C. Edwin Delinks et al. v. William McGowan et al.
    Baldwin, C. J., King, Murphy, Shea and Bordon, Js.
    
      Argued June 7
    decided July 25, 1961
    
      Richard F. Corkey, with whom was Arthur Barrows, for the appellants (plaintiffs).
    
      Raymond J. Cannon, assistant attorney general, with whom, on the brief, was Albert L. Coles, attorney general, for the appellees (defendants Ward et al.); with him also were Ralph P. Dupont and, on the brief, Max M. Shapiro, for the appellees (named defendant et al.).
   Baldwin, C. J.

The plaintiffs are taxpayers and own land in the town of Old Lyme on the banks of the Blackhall River or in the immediate vicinity of the river. The defendants are the governor of the state, the state board of fisheries and game, hereinafter referred to as the board, and William and Mildred M. McGowan. The plaintiffs seek to enjoin the defendants from consummating a sale by the McGowans to the state of a tract of land, approximately three acres in area, on the easterly bank of Horse Neck Creek and the Blackhall River at their junction in Old Lyme. The trial court rendered judgment for the defendants, and the plaintiffs have appealed.

At its meeting on December 11, 1957, the board, purporting to act pursuant to General Statutes § 26-16, authorized the purchase of the McGowan land as a site for access by the public to the Black-hall River for the launching of boats as well as for the parking of automobiles while those who came in them are on the water.
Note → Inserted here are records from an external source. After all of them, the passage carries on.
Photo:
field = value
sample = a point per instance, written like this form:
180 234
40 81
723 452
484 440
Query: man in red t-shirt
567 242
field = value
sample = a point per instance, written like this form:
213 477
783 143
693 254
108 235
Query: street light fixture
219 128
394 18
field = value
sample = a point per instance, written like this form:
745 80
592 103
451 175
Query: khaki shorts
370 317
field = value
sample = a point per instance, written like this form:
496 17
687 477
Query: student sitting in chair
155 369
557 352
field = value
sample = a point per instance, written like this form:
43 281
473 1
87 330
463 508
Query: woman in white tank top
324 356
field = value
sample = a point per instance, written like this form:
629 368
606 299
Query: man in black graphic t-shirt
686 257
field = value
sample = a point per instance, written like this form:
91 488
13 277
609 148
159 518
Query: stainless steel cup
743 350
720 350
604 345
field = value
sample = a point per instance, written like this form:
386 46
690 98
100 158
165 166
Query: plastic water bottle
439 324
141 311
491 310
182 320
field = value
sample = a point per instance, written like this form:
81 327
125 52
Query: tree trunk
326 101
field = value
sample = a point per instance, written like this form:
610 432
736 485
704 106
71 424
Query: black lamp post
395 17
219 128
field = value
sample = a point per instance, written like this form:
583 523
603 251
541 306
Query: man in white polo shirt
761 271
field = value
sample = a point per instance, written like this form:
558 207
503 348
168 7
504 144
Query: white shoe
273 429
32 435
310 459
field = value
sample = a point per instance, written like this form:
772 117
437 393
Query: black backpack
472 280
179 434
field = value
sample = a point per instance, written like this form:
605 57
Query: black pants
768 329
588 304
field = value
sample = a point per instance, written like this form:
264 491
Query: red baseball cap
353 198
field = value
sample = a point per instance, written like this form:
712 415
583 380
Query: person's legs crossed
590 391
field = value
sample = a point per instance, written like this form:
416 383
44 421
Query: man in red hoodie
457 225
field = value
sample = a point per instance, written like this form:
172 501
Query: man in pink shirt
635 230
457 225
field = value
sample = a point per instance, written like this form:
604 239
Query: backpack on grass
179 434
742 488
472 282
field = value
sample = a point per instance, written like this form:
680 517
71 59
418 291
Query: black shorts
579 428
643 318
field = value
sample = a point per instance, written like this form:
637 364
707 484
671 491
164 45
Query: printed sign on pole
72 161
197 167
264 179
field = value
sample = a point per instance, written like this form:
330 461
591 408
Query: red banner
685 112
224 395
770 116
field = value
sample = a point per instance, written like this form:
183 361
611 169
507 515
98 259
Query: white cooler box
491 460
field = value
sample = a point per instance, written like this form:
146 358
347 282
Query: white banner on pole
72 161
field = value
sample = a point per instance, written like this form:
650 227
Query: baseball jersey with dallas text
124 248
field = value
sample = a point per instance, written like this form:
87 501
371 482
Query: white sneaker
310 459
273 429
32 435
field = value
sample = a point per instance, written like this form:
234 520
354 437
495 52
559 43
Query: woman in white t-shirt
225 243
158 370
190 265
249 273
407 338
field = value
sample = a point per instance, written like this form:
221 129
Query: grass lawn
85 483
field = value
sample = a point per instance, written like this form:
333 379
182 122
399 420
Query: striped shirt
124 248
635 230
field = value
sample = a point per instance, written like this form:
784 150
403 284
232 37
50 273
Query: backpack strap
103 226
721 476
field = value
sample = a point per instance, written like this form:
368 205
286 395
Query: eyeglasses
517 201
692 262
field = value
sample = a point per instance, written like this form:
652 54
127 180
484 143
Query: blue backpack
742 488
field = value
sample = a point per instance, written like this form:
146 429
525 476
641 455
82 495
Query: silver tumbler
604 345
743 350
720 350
The pertinent portion of § 26-16 reads as follows: “The board is authorized to acquire for the use of the state, by gift, lease, purchase or agreement, fishing, hunting, trapping or shooting rights or privileges on any land or water in this state, with necessary rights of ingress thereto and egress therefrom, or, with the approval of the governor, to purchase land or water for the purposes of such rights or privileges.” The plaintiffs claim that the statute gives the board only “the power to acquire access to or from land or water in this state on which the Board has acquired by lease, purchase or agreement fishing, hunting, trapping or shooting rights or privileges, or which the Board has purchased for the purpose of such rights or privileges.”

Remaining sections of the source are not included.